Though Hendel has admitted that the process is “a little chutzpadik,” Michael Segal, a senior lecturer in Bible at the Hebrew University of Jerusalem, believes that “it will actually end up causing more problems.”

While a large part of today’s printings of the Hebrew Bible stem from the Second Rabbinic Bible dating back to 16th-century Venice, the scripts now being used descend from what is known as the Masoretic text assembled by Jewish scribes between the 6th and 10th centuries. Yet, there are even differences among its varied versions as well.

Many problems lie within the subtle and less subtle variations amongst the assorted editions of the text throughout history. While the Jewish Publication Society uses the 1000-year-old and oldest complete surviving text, the Leningrad Codex, others still use the 10th century Aleppo Codex which was praised for its accuracy by Torah scholar Maimonides before losing much of it in a 1947 fire.

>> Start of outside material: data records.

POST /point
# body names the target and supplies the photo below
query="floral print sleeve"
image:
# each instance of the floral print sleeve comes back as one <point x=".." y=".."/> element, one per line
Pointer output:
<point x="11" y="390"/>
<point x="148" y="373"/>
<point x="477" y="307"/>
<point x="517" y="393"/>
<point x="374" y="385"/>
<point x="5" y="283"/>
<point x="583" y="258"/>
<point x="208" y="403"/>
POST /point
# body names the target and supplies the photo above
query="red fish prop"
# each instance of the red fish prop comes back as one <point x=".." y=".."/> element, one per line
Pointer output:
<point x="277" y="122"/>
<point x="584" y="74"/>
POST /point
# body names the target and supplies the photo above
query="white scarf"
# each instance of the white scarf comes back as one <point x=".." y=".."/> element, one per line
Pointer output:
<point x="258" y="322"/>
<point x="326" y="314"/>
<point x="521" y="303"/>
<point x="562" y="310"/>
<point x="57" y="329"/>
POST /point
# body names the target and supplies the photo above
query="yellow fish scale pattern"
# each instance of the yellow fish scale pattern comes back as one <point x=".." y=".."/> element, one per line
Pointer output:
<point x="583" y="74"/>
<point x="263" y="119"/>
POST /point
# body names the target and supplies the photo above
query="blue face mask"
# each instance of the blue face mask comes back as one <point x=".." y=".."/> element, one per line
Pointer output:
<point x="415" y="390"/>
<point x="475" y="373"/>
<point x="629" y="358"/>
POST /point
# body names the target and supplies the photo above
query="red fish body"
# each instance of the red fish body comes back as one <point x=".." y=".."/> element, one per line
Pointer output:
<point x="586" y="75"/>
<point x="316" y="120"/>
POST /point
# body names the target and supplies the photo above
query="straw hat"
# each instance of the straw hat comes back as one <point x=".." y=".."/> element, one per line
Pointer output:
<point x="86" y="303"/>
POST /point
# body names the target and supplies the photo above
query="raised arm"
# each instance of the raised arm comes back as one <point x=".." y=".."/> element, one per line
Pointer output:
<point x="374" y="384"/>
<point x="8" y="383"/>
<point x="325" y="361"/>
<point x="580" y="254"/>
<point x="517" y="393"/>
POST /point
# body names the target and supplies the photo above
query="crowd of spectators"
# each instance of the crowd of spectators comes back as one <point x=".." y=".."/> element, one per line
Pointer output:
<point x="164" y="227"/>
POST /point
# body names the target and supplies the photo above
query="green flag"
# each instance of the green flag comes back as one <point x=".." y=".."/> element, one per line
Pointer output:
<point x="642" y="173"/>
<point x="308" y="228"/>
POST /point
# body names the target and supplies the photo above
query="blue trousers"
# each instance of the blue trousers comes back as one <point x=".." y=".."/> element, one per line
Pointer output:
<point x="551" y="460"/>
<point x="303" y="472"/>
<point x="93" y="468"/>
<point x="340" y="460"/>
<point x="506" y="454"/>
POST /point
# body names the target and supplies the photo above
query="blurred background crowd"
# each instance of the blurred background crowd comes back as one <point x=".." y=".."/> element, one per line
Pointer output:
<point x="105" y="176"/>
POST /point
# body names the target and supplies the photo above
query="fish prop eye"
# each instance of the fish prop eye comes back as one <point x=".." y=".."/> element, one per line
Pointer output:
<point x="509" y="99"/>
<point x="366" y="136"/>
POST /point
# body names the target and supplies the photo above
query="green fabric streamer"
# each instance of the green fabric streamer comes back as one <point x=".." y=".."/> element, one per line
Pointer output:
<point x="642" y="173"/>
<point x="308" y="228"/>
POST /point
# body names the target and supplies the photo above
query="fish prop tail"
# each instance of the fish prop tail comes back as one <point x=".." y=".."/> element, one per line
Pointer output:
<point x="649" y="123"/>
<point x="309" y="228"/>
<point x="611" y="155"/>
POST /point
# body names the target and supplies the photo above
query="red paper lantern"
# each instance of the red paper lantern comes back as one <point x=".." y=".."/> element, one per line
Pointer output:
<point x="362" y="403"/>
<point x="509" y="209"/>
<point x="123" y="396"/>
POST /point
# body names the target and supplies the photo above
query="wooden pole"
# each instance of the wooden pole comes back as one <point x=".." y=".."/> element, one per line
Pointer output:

The Samaritan Pentateuch, quotations from rabbinic manuscripts, and other sources including Greek and Syriac translations of the Hebrew Bible are all utilized by contemporary scholars hoping to understand its storied history. Though many of those outdate the Masoretic text and often contradict it, some errors are natural byproducts of the transcription—essentially no more than typos or missed words—while others may have been intentional in efforts to make the text more comprehensible.

The level of variation ranges from 5 percent in books like Genesis and can be as high as 20%-30% in the books of Samuel and Jeremiah. In some instances, these mistakes are simple to amend—such as the Masoretic text omitting Cain’s speech to Abel before slaying him. Elsewhere, however, it can become much more complicated.

The book of Jeremiah in the Septuagint, for instance, is approximately 15%-20% shorter than the Masoretic version and appears in a different order. Yet, thanks to the discovery and publication of the Dead Sea Scrolls, the scholars behind The Hebrew Bible: A Critical Edition believe that they now have enough evidence to make educated judgements about what parts of the text have been vitiated and how to fix them.

“The Dead Sea Scrolls have created a new era in the study of textual history of the Hebrew Bible,” Hendel said. “The kind of thing that we’re doing couldn’t have been done even 15 to 20 years ago because the field wasn’t really ripe.”

Using a two-fold approach, Hendel and his team make corrections in the text using their best judgement while marking down variations and their reasons for the changes. The HBCE will also produce multiple editions of texts where separate versions exits, reproducing them side by side.